Even with all the people being crushed by student loan debt and medical bills and stagnant incomes, America in 2016 does not seem poised for a watershed moment of liberal ascendance—in large part because, as Bernie Sanders said, “Poor people don’t vote.” Even with all of the massive inequality and systemic injustices that are rampant in 2016 America, it doesn’t seem like there’s a silent majority that wants Western European-style social democracy— that’s just not the reality of the country that we’re living in. “Political revolution” feels like too much of a stretch for most Americans who are more worried about keeping their jobs and paying their bills.
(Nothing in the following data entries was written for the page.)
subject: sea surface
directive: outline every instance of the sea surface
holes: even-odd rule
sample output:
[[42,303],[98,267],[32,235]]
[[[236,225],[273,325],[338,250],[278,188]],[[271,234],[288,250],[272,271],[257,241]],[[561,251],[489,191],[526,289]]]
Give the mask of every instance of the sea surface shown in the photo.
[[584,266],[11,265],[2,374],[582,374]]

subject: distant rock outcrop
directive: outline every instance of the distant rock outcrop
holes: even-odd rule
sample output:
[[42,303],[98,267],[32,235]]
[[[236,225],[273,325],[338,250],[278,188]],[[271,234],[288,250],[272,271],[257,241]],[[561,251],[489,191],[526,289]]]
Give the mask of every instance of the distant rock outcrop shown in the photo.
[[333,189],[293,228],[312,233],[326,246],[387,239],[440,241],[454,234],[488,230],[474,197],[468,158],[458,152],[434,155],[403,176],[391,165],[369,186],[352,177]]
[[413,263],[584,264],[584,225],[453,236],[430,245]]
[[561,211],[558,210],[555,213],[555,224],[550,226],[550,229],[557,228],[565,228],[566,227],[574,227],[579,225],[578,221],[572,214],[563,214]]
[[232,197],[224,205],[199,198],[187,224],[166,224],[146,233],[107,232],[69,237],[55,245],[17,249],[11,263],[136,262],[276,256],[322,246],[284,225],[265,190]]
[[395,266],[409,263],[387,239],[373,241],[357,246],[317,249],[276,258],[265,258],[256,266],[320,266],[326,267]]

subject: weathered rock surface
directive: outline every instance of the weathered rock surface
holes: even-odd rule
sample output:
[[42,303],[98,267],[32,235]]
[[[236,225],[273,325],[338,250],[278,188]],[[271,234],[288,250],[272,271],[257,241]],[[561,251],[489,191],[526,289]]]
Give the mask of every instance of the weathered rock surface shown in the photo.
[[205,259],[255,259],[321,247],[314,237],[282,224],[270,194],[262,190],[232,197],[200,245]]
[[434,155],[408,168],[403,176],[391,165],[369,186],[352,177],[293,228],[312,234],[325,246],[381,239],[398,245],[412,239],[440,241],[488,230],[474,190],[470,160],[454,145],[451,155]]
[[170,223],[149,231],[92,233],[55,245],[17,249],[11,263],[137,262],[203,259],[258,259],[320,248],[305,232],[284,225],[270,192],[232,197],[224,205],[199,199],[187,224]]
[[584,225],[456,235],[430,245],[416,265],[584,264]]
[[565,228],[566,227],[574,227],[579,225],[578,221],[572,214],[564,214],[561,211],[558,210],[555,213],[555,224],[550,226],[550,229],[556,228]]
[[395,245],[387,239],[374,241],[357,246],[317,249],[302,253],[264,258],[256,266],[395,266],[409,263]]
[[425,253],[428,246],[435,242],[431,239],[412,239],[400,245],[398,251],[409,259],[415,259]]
Lots of people in America are complacent or despondent about politics right now, and these conditions are ideal for giving rise to demagogues like Trump.

FULL DISCLOSURE: I caucused for Bernie Sanders, but I’m the least-passionate Bernie Sanders supporter in America. I supported him not because I thought he would win, but because I agreed with more of his policy stances and I wanted to send a strong, symbolic, strategic message (as is the right of every primary voter) to move the party in a more progressive direction. I have friends who work for the Sanders campaign AND I have friends who work for the Clinton campaign, and I like and respect and trust the judgment of all of them. So let’s not get bogged down in what are—in the grand scheme and high stakes of U.S. presidential politics—rather minor differences.

To Sanders supporters: let’s give the Republicans a landslide defeat in November. Let’s win the White House for another 4 years of Democratic control, take back the Senate, and make gains in the House. And then: organize! Politics is a long game, so keep playing! Just because America wasn’t quite ready for more significant progressive change in 2016 doesn’t mean it won’t be ready in 2020 or 2024. Demographics are on the side of the progressives. The country is getting more diverse, Millennials are the most liberal generation in recent history, and Trump voters are dying of preventable illnesses, ATV accidents and alligator attacks. Let’s stop tearing each other down and save our most full-throated disgust and hatred for Donald Trump.

Because that’s the worst thing about this primary—it’s probably going to result in Donald Trump being the Republican nominee for president of the United States. We’re all going to be subjected to six more months of Trump in the national media spotlight before he finally suffers his Election Day defeat and goes off to whiny, self-pitying political oblivion. As bad as this primary has been, the general election is going to make us nostalgic for the days of Ted Cruz and his “basketball ring.” This primary election is like having sex with Donald Trump: it’s really horrible while it’s happening, but then right as it’s ending, you realize that it somehow just got worse.